ICAI works to improve UK aid through robust, independent, scrutiny. We do this through producing a series of reviews examining a range of different areas of UK aid spending and processes. These reviews look at spending from the Department for International Development, and also by other government departments, or cross-government aid funds spending UK aid.
The review process
On average, an ICAI review takes nine months to complete, however, depending on the complexity of the review subject the process can take longer. Our rapid reviews are done over a shorter time period.
ICAI starts the review process by writing an initial Terms of Reference document and publishing an Approach Paper, establishing the scope and methodology for the review. The review then moves into an evidence gathering phase which typically includes conducting interviews, a literature review and country visits before a draft report is written.
During the review process, both the Approach Paper and final report are sent for ‘fact check’ to ensure the evidence, facts and figures are accurate.
ICAI reviews are then published online.
Types of review
We carry out four different types of reviews:
- Impact reviews involve a thorough assessment of what underlies DFID’s results claims and the significance of its development impact. They include a strong focus on evidence of results and the quality of the systems that DFID uses to capture that evidence.
- Performance reviews take a robust look at the effectiveness and value for money of aid programmes, with a strong focus on accountability. They also explore the adequacy of DFID’s systems, processes and capacity, exploring how these are linked to patterns of performance in different sectors and areas.
- Learning reviews explore new and emerging areas of the aid programme to capture emerging learning and inform future decision-making. They pay particular attention to how well DFID generates and shares knowledge on how to tackle new challenges. While part of the independent scrutiny process, these reviews involve close interaction with DFID to promote the uptake of lessons.
- Rapid reviews are short, real-time reviews of an emerging issue or area of UK aid spending that is of particular interest to the UK Parliament and public. While we examine the evidence to date and comment on issues of concern, our rapid reviews are not intended to reach final conclusions on performance or impact, and are therefore not scored.
ICAI uses a four-tier traffic light system to rate the findings from all reviews (except rapid reviews):
All ICAI reports produce a set of recommendations for the government to consider.
Aid-spending departments that are the subject of a recommendation are required to produce departmental responses to the ICAI review, indicating whether they accept, partially accept or reject each recommendation and setting out the management actions that they propose to take in response.
All government responses to ICAI reviews can be found online.
International Development Committee
After publication a hearing is held by the International Development Committee’s (IDC) ICAI sub-committee.

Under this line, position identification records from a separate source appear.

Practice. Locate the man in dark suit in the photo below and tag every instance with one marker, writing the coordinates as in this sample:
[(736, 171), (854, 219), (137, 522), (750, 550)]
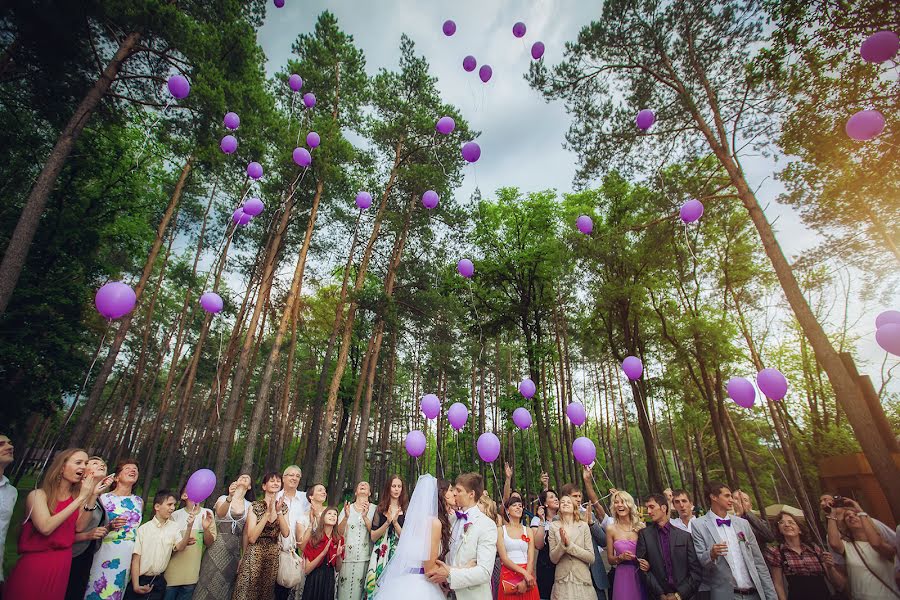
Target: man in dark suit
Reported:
[(669, 564)]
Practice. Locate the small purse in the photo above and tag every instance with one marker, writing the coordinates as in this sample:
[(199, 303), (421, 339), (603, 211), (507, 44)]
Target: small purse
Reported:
[(290, 564)]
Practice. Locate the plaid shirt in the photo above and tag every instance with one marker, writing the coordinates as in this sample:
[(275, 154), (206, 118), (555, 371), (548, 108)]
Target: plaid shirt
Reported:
[(807, 562)]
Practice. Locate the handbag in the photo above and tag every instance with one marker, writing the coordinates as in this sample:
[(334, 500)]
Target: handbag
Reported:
[(290, 564)]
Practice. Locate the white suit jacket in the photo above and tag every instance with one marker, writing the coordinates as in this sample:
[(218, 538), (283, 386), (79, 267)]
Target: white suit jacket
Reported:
[(478, 543), (717, 577)]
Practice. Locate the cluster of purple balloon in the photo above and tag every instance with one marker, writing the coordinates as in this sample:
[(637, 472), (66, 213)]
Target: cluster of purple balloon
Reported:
[(771, 383), (887, 331), (879, 47), (115, 300)]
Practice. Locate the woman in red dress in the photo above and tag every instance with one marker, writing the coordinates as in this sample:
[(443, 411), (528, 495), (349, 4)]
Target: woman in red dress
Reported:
[(54, 513)]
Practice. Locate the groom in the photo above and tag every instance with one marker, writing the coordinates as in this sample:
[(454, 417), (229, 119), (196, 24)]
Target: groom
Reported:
[(473, 545)]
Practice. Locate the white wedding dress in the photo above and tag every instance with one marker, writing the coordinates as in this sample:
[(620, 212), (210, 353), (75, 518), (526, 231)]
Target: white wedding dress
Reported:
[(404, 576)]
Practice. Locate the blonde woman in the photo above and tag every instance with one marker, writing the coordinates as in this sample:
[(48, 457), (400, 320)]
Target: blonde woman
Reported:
[(54, 515), (572, 553), (621, 544)]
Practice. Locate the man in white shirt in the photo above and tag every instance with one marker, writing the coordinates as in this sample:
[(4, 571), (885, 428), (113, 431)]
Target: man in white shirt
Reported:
[(685, 510), (8, 494), (298, 511), (733, 566)]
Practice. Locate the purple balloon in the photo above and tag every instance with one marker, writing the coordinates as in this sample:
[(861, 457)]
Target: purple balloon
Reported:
[(888, 316), (585, 224), (301, 157), (228, 144), (772, 383), (522, 418), (888, 337), (431, 406), (691, 211), (471, 152), (179, 86), (488, 446), (458, 414), (363, 200), (880, 46), (231, 120), (445, 125), (645, 119), (465, 268), (584, 450), (253, 206), (741, 391), (415, 443), (576, 413), (865, 125), (114, 300), (200, 485), (430, 199), (633, 367), (527, 388), (211, 302), (240, 217)]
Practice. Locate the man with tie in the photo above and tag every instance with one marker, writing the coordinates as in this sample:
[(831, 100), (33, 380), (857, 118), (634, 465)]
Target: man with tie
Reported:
[(733, 567), (669, 565)]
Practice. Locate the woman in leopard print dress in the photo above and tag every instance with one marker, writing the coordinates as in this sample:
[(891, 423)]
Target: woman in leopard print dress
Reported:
[(259, 565)]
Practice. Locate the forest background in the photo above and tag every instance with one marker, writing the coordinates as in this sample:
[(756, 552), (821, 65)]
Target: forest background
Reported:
[(337, 320)]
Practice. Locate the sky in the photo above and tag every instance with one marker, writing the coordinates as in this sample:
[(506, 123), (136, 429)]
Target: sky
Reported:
[(522, 135)]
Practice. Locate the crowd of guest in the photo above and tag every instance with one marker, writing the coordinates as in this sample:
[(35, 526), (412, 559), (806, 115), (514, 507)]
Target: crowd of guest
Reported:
[(83, 539)]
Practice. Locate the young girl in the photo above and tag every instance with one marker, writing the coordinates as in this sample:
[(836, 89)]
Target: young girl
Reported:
[(54, 515), (324, 553), (621, 543), (516, 550), (386, 528), (540, 532), (571, 551), (266, 520)]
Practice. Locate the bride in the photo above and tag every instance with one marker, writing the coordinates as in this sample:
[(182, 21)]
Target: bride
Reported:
[(425, 539)]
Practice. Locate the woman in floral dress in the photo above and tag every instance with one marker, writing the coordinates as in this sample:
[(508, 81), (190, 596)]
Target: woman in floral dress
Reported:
[(109, 573), (386, 528), (356, 521)]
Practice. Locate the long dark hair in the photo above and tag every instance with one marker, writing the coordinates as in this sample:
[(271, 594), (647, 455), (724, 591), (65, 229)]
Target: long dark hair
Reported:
[(384, 502), (443, 486)]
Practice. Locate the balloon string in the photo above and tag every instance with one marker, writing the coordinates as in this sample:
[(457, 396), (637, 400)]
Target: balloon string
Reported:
[(72, 408), (219, 372)]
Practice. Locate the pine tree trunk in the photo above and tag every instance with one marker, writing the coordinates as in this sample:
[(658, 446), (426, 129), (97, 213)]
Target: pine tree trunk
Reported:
[(328, 422), (87, 412), (265, 385), (241, 369), (19, 244)]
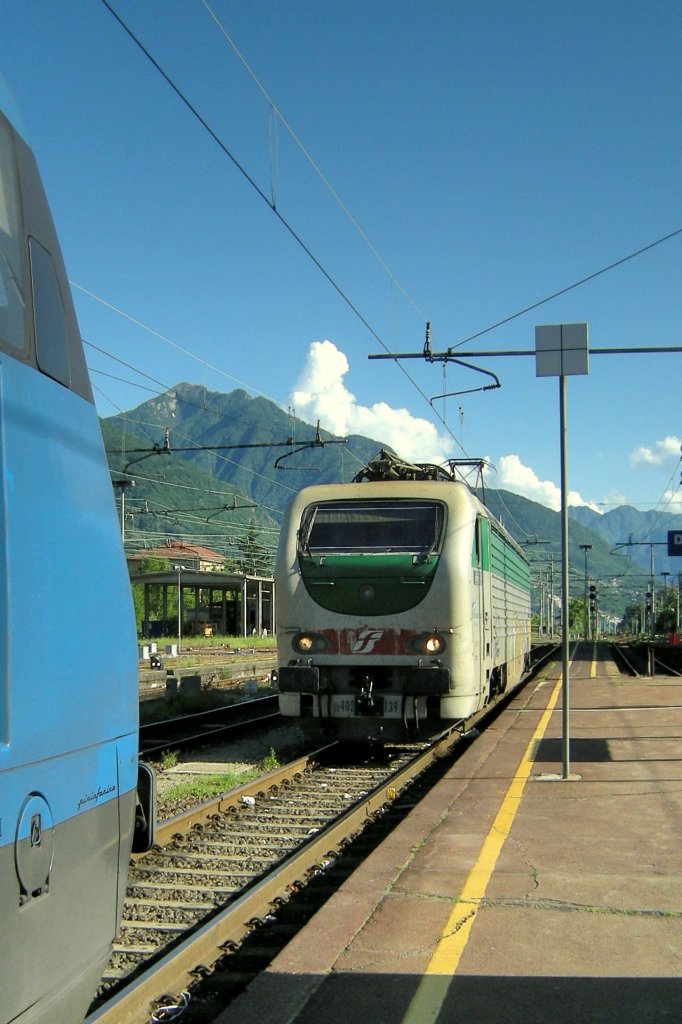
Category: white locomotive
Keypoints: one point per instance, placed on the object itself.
(402, 604)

The commissioner for the review, as well as the review team leader, appears before the IDC to answer questions about the review and its recommendations. Officials from the scrutinised department also attend to answer questions about the reviews findings, the government’s formal response, and its plans for moving forward.
IDC hearings on the work of ICAI are available to watch online.
Each year, ICAI follows up on the response to the recommendations it made in previous reviews. The process is a key link in the accountability chain, providing Parliament and the public with an account of how well DFID and other government departments have responded to ICAI reviews. It also provides feedback to civil servants, and serves as a useful learning exercise for ICAI in our quest to achieve greater uptake of our findings and recommendations.
ICAI follow up reviews are available under published reviews.